The people’s Pope, a new concept of papacy

As it turned out, Ratzinger was unable to provide any grounds for believing that origin was a more appropriate translation than rule,(13) which was the fundamental point of his argument.

To sum up, his theological position on the Hierarchy, faithful to Vatican II, was no different from that of Fr. Tyrrell and all progressivists of neo-modernist persuasion. It can be summed up in his statement:

“Jesus’ way of governing was not through dominion, but in the humble and loving service of the washing of the feet.” (14)

All the ingredients of the modernist anti-clerical outlook are contained therein: Clerics should serve the people rather than rule over them – the message encapsulated in the Ratzinger motto.

After Pope John XXIII’s opening speech at the Council, in which he recommended the “medicine of mercy,” a new approach to governing the Church was conceived. It would be free from “inquisitorial” practices such as heresy-hunting, censorship and punitive laws, with less emphasis on the imposition of penances, fasting and abstinence, commands and sanctions, and much more on the freedom of the individual.

If Benedict still talked about ruling and governing the Church, it was only in the sense of “guiding,” “instructing,” “inspiring” and “sustaining” the “People of God”; (15) in other words with emasculated authority structures compatible with Vatican II’s “New Evangelization.”

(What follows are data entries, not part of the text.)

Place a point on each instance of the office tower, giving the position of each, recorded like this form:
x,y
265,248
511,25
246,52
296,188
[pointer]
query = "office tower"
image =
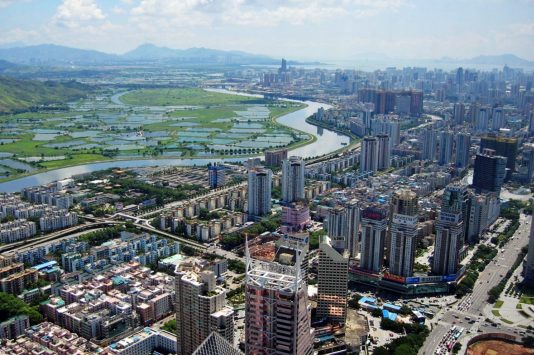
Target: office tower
x,y
527,163
459,113
497,117
374,225
352,210
489,172
369,155
216,175
338,228
482,120
292,179
259,192
295,217
529,266
429,144
446,140
449,241
200,306
274,157
485,209
332,274
503,146
383,151
403,237
277,311
463,146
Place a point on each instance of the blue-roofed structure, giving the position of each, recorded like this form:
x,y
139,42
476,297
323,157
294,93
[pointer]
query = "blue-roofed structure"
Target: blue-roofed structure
x,y
45,265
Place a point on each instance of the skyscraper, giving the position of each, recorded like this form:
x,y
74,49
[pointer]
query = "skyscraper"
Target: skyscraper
x,y
383,151
446,140
449,241
403,233
292,179
529,266
374,225
259,192
277,311
429,144
489,172
369,155
216,175
200,306
332,274
463,145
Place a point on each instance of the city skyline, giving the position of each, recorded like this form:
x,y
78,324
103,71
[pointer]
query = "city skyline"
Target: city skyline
x,y
385,31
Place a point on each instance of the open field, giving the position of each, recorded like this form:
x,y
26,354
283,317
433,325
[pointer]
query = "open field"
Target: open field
x,y
177,123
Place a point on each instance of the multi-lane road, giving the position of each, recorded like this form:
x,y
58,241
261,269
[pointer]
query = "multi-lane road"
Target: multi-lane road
x,y
472,310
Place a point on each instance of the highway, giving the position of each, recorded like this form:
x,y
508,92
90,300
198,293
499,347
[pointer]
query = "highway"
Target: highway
x,y
474,307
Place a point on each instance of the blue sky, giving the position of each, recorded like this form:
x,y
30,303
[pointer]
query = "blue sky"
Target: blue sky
x,y
296,29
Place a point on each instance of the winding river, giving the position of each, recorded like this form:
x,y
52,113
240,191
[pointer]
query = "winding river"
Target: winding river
x,y
327,141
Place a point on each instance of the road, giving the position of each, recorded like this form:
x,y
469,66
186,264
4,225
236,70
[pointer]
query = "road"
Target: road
x,y
474,307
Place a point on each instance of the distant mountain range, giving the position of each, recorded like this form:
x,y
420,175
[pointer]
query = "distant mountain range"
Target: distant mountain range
x,y
51,54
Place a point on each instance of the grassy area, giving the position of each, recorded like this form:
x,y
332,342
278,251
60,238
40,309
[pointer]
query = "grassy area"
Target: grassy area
x,y
182,97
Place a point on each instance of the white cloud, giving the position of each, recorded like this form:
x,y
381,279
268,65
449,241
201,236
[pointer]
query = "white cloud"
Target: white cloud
x,y
71,13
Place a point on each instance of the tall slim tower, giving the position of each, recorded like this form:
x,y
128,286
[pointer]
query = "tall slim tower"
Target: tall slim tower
x,y
529,266
446,140
374,224
449,241
463,145
369,155
277,311
332,283
403,233
292,179
383,151
429,140
200,307
259,192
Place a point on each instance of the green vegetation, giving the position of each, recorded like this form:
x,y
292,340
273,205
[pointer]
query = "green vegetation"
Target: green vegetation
x,y
406,345
24,95
482,257
170,326
235,239
11,306
496,291
236,266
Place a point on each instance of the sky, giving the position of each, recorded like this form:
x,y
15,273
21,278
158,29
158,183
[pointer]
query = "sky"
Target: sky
x,y
295,29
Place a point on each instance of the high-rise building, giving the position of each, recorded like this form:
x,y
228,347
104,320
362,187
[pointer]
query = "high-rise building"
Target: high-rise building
x,y
216,175
277,311
503,146
459,113
292,179
403,237
383,151
374,225
497,119
463,146
332,274
529,266
446,140
200,306
429,144
449,241
274,157
490,172
369,155
259,192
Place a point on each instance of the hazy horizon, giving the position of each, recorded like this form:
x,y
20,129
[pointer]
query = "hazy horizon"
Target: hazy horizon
x,y
323,30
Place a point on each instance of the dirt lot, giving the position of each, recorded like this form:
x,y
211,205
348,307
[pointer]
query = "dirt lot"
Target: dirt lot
x,y
497,347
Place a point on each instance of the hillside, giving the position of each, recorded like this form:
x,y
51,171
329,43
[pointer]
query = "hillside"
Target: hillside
x,y
20,95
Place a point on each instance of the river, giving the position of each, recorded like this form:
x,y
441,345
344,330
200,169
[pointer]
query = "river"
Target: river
x,y
327,141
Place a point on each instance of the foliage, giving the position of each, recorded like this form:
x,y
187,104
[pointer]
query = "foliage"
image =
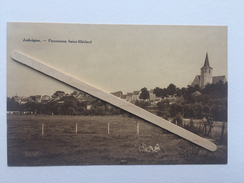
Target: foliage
x,y
144,94
142,104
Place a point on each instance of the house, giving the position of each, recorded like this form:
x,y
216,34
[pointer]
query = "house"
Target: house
x,y
123,97
206,76
68,100
24,100
135,95
17,99
38,98
45,99
129,97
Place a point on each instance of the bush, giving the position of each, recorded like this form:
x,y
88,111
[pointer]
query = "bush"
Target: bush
x,y
178,120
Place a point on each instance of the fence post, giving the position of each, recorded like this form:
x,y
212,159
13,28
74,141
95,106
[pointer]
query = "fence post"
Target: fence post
x,y
42,129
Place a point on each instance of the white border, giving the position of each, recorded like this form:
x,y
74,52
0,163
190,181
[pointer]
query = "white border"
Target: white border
x,y
181,12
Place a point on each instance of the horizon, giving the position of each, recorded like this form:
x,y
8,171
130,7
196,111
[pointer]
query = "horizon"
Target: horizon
x,y
120,57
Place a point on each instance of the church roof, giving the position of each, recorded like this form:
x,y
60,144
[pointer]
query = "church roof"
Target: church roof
x,y
206,63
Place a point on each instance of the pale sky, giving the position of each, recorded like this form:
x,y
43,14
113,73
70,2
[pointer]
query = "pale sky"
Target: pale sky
x,y
120,58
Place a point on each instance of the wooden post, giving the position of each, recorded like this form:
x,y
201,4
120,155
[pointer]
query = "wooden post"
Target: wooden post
x,y
42,129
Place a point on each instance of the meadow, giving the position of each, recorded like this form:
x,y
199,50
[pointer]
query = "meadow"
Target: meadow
x,y
58,143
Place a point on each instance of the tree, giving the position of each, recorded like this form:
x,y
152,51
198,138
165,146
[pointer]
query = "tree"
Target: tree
x,y
144,94
197,110
175,109
171,89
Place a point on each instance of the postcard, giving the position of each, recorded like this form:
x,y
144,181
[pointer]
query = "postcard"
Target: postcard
x,y
177,73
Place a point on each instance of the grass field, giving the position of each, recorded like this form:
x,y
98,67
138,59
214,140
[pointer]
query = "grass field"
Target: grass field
x,y
92,145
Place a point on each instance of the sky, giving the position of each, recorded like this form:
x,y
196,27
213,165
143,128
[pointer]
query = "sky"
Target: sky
x,y
118,58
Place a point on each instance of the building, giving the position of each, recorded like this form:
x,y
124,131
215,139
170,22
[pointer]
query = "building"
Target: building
x,y
206,76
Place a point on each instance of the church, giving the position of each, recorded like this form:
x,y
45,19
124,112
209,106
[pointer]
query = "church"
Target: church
x,y
206,76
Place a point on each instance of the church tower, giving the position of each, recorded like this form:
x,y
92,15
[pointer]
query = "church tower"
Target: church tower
x,y
206,73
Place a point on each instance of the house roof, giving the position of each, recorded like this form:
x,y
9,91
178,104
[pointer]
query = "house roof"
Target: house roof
x,y
123,96
117,94
129,94
136,92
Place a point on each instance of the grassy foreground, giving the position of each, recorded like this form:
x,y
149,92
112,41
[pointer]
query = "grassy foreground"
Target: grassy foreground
x,y
92,145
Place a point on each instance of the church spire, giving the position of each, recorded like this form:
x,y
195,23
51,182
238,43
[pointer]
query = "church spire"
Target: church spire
x,y
206,64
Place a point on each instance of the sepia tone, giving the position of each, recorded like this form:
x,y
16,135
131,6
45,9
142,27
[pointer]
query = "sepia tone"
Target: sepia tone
x,y
73,126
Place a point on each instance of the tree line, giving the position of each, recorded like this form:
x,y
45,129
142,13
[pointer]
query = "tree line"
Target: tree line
x,y
190,102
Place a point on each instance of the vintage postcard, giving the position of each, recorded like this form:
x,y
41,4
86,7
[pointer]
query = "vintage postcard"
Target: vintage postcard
x,y
176,73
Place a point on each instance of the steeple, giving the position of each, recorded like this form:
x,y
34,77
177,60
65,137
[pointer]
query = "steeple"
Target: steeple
x,y
206,73
206,63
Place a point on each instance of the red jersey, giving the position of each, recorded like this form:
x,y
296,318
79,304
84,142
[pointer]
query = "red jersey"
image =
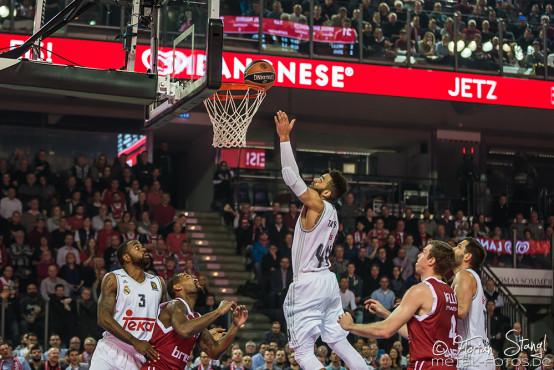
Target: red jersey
x,y
173,349
432,335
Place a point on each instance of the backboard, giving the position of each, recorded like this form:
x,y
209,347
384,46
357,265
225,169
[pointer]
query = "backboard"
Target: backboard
x,y
189,60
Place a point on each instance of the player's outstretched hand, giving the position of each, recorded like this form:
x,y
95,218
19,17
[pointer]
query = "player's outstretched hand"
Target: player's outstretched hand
x,y
217,333
345,320
146,349
240,315
225,306
376,308
282,124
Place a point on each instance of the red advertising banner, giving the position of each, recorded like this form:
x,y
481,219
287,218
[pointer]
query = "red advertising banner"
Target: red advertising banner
x,y
522,246
313,74
249,158
250,25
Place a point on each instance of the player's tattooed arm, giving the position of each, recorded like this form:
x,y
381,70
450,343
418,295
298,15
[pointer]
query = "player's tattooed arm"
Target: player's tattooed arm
x,y
215,348
106,306
185,327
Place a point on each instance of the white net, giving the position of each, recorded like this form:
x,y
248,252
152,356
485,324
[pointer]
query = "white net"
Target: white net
x,y
231,111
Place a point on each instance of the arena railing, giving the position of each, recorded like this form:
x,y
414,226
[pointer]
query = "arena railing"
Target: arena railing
x,y
267,36
512,307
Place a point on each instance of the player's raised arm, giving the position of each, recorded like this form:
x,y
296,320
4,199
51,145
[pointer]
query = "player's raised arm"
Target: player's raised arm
x,y
106,306
185,327
412,301
215,348
291,174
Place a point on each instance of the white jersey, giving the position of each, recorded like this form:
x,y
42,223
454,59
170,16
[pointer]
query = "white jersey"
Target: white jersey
x,y
311,248
472,330
136,307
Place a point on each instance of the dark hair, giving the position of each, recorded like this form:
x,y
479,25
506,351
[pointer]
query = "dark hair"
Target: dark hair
x,y
443,255
478,253
175,279
121,250
338,185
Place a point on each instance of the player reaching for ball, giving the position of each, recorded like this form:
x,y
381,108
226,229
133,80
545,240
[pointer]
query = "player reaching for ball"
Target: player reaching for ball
x,y
429,309
474,351
313,302
179,328
127,309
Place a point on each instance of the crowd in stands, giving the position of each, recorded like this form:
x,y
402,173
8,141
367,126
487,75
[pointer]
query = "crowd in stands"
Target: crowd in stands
x,y
432,25
59,232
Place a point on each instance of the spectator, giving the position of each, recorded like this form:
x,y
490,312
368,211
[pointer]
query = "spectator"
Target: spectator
x,y
72,273
350,250
53,361
385,264
143,169
461,227
297,15
164,213
105,235
63,315
291,217
35,359
279,283
366,219
519,225
9,361
176,238
154,196
403,262
275,335
355,283
110,254
422,237
37,233
496,325
10,204
74,360
492,294
66,249
379,232
20,254
31,308
392,247
259,250
339,264
277,230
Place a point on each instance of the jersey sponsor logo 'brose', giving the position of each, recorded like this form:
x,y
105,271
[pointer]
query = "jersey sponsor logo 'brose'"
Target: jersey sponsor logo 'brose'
x,y
137,323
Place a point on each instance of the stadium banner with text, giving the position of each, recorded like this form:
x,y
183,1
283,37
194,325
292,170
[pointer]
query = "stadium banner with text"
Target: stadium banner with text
x,y
312,74
522,246
530,282
274,27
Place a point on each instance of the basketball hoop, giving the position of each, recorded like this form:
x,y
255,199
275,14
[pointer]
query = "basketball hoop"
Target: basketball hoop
x,y
231,110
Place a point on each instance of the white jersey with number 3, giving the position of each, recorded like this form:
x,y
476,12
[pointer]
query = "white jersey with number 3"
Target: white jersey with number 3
x,y
474,351
136,307
311,248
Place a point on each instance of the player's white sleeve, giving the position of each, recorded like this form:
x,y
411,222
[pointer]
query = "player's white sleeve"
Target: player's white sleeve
x,y
287,158
291,174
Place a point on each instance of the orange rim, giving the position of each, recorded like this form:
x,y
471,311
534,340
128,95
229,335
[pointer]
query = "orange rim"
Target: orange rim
x,y
237,91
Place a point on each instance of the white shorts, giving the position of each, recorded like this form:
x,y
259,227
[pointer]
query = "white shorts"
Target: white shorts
x,y
312,308
109,356
476,361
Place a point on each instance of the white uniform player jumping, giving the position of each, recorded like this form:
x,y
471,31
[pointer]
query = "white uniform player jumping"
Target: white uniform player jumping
x,y
474,351
313,302
128,309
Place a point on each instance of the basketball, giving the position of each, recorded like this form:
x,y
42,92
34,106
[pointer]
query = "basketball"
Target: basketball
x,y
259,73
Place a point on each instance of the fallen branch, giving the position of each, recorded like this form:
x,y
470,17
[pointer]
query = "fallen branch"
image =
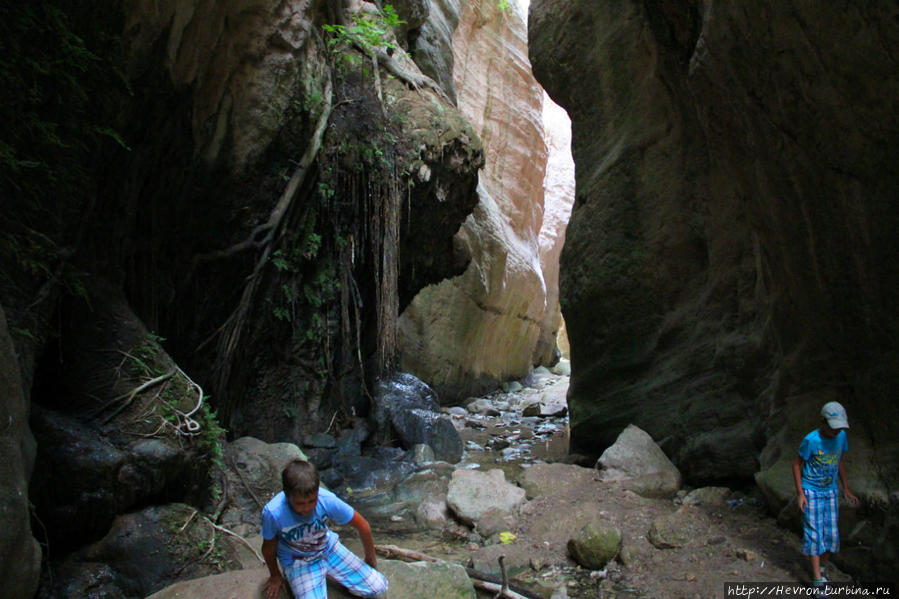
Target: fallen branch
x,y
237,536
479,579
394,552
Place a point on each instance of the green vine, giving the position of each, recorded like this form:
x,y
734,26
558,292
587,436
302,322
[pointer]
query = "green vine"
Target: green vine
x,y
368,30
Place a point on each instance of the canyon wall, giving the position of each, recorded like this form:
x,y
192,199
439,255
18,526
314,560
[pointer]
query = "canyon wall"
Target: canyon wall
x,y
500,317
731,257
260,198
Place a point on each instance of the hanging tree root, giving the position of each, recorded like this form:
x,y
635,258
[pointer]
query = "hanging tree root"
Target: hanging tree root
x,y
229,333
263,235
127,398
480,580
415,80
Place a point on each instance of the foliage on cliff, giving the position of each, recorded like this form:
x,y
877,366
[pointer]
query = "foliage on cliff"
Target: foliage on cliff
x,y
57,89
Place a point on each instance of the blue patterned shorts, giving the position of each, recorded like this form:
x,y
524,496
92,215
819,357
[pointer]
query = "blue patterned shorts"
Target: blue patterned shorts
x,y
307,579
819,523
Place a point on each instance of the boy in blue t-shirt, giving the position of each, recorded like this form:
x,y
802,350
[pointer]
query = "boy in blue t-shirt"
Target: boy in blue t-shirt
x,y
296,535
817,470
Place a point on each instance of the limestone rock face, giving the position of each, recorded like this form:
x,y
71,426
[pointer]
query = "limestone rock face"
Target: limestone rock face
x,y
431,45
21,554
638,463
728,267
472,493
241,58
487,325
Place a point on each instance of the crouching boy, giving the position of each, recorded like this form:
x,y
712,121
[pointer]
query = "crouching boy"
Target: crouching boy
x,y
295,534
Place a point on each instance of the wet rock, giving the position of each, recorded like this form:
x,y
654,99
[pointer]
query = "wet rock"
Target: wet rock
x,y
408,409
494,521
595,545
483,406
555,479
498,443
746,555
142,553
512,387
531,407
20,551
563,368
349,442
254,477
364,475
422,454
472,493
635,461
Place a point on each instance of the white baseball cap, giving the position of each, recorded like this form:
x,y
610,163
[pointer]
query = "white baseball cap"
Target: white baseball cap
x,y
835,415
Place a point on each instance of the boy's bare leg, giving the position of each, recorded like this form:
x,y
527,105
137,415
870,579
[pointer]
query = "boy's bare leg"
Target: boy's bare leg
x,y
816,567
825,559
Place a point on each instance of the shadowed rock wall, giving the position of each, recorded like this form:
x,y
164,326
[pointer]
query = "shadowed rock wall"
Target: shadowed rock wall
x,y
731,260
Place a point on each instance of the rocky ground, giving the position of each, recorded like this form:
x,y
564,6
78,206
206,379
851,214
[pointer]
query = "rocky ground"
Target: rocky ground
x,y
704,538
514,494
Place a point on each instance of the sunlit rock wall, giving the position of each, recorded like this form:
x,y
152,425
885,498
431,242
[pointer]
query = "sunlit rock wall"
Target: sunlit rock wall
x,y
731,260
493,322
558,197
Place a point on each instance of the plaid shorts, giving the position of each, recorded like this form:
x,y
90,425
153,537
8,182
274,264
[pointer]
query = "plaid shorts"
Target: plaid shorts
x,y
307,579
819,522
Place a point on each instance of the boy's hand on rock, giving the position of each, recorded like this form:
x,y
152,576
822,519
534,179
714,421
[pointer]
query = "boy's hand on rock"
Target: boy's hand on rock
x,y
273,587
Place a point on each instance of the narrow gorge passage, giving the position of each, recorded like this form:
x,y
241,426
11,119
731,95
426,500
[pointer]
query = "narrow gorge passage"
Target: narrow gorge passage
x,y
240,233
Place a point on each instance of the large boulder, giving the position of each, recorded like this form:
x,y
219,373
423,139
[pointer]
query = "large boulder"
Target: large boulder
x,y
21,561
472,493
253,474
635,461
144,552
436,580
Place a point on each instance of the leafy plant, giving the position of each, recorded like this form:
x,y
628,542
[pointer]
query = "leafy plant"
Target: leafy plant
x,y
368,30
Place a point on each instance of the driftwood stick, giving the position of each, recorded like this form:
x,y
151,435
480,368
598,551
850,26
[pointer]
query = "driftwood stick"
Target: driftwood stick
x,y
480,579
393,552
235,535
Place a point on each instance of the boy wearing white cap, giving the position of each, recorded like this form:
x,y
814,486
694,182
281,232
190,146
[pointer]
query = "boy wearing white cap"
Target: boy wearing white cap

  1. Romano Guardini, The Church of the Lord: On the Nature and Mission of the Church, Chicago: Henry Regnery Company, 1966, p. 105.
  2. Ibid., p. 107.
  3. Benedict XVI, Peter Seewald, Last Testament: In His Own Words, Bloomsbury Publishing, 2016, p. 87.
  4. Ibid., p. 87.
  5. Ibid., p. 88.
  6. G. Tyrrell, ‘To Wilfrid Ward Esq.’, April 8, 1906, apud Maude Petrie (ed.), George Tyrrell’s Letters, London: T. Fisher Unwin Ltd., 1920, p. 102.
  7. Benedict XVI, Peter Seewald, op. cit., p. 88.
  8. Joseph Ratzinger, Salt of the Earth: Christianity and the Catholic Church at the End of the Millennium, An Interview with Peter Seewald, San Francisco: Ignatius Press, 1997, p. 191.
  9. Ibid.
  10. The archon (ἄρχων) was the title of the chief magistrates in ancient Greek states.
  11. Archē (αρχη) originally had the meaning of something that was in the beginning, designating the source, origin or root of things that exist. By extension, it came to mean power, sovereignty and domination derived from a first principle.
  12. Ratzinger, ibid., p. 190.
  13. Ratzinger concentrated solely on the “sacred origin” aspect of the word hierarchy, and omitted its meaning of “sacred rule.” He clouded the issue in circumlocution, stating that the power of the sacred origin is “the ever-new beginning of every generation in the Church.” This gives the impression of a return to the sources to re-apply the original principles to each new generation to suit the outlook of contemporary man. But this digression is not an argument ad rem. It does nothing to prove that the traditional concept of the hierarchy is “essentially wrong and distorted.”
  14. Benedict, ‘Authority and hierarchy in the Church: Service lived in pure giving’, Address given in St Peter’s Square, May 26, 2010
  15. This approach features very clearly in his above-mentioned May 2010 speech.